Recenzja komiksu Skalp T3. Trupy i demony przeszłości w indiańskim czarnym kryminale

Recenzja komiksu Skalp T3. Trupy i demony przeszłości w indiańskim czarnym kryminale

SoQ | 07.11.2016, 20:45

Złota zasada Hitchcocka głosiła, że film powinien zaczynać się od trzęsienia ziemi, a potem napięcie powinno rosnąć. Recenzenci wszelacy lubią się posługiwać tą maksymą, więc jest nieco "zużyta". Inna jednak do trzeciego tomu "Skalpu" nie pasuje. Po drugim wydawało się, że czytelnik będzie mógł złapać oddech. Nic bardziej mylnego.

Dopiero tu - na przestrzeni zeszytów 25-34, kryminał rozgrywający się w indiańskim rezerwacie Prairie Rose wchodzi w decydującą fazę. Tom trzeci to pewien zenit historii, bo dostajemy wreszcie jednoznaczne odpowiedzi na dręczące niemal od początku pytania. Dowiadujemy się kto tak naprawdę pociągał za spust lata temu i kto ma na sumieniu niezwykle istotnego trupa pojawiającego się w finale pierwszego tomu. I choć dla uważnego czytelnika nie będzie to szok, to fakt ten od razu kieruje historię na nieco inne tory. Do tego poznajemy kolejną, tym razem całkowicie mroczną, ale i zaskakująco racjonalną twarz Lincolna "Czerwonego Kruka", z poświęconych im rozdziałów dowiadujemy się więcej o psycholu Diselu i agencie FBI Nitzu, a nasz antybohater, który jeszcze dobitniej potwierdza, że jest niemniej zepsuty niż cała reszta, decyduje się na wyjawienie pewnej osobie swojej największej tajemnicy. Dzieje się tu masa rzeczy, na dodatek dawka brutalności - choć wydawało się to niemożliwe - jest jeszcze większa, a krwi dolano dosłownie pod korek. Trzeci tom stanowi kumulację wątków przewijających się w "Skalpie" od dawna, ale też nakreśla nowe, które - w co nie wątpię - nie pozwolą się nam nudzić podczas lektury tomów 4 oraz 5. Tyle właśnie ich będzie, bo polska edycja komiksu opiera się o amerykańskie wydanie Deluxe Edition, gdzie tak podzielono 60 oryginalnych odcinków.

Dalsza część tekstu pod wideo

Na dodatek Jason Aaron opowiada nam tą brudną historię w mistrzowski sposób. Scenarzysta czuje się jak ryba w wodzie, tnąc pewne wydarzenia na kawałki i przekazując je we fragmentach.
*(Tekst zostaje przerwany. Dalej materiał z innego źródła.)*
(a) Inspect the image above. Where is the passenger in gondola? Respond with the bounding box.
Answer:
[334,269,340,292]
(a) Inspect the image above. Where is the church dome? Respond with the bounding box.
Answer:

Pokazuje co niebawem się stanie, a potem cofa się w czasie, by ukazać jak do tego doszło. Niesamowicie buduje napięcie, trzymając nas w szachu. Niektóre chwile pokazuje z rożnych perspektyw. Narracja w tym tomie kojarzy mi się z "Jackie Brown" Quentina Tarantino. Wiem, że nazwisko Amerykanina pada w recenzji "Skalpu" po raz kolejny, ale nic na to nie poradzę. Zresztą - jak naśladować to najlepszych, prawda? W kwestii innych komiksów Aarona - zarzucono mi skrytykowanie "Thanos Powstaje", ale wystarczy poczytać "Skalp" by uświadomić sobie, jak sprytnie i z klasą można było poprowadzić historię największego skurczybyka uniwersum Marvela. Ale może to nie autor nie miał na to pomysłu, ale wydawnictwo nie chciało komplikować sprawy? Mniejsza o to.
 
Czy jest coś w trzecim "Sklapie" słabszego? Tak, po raz kolejny słabiej od sztandarowego ilustratora serii wypadają gościnne występy rysowników. Poza tym to perełka.

  • Scenariusz: Jason Aaron
  • Rysunki: R.M. Guera i inni
  • Oprawa: twarda
  • Liczba stron: 256
  • Format: 170 x 260
  • Cena z okładki: 79,99 zł
  • Data ukazania się: październik 2016
Źródło: własne

Atuty

  • Wreszcie poznajemy odpowiedzi
  • Tom suto podlany krwią
  • Nadal niesamowite napięcie

Wady

  • Czepiam się, ale znów gościnne rysunki

Tempo nie zwalnia. "Skalp" to niezmiennie fascynująca opowieść trzymająca czytelnika w ryzach od pierwszej do ostatniej strony.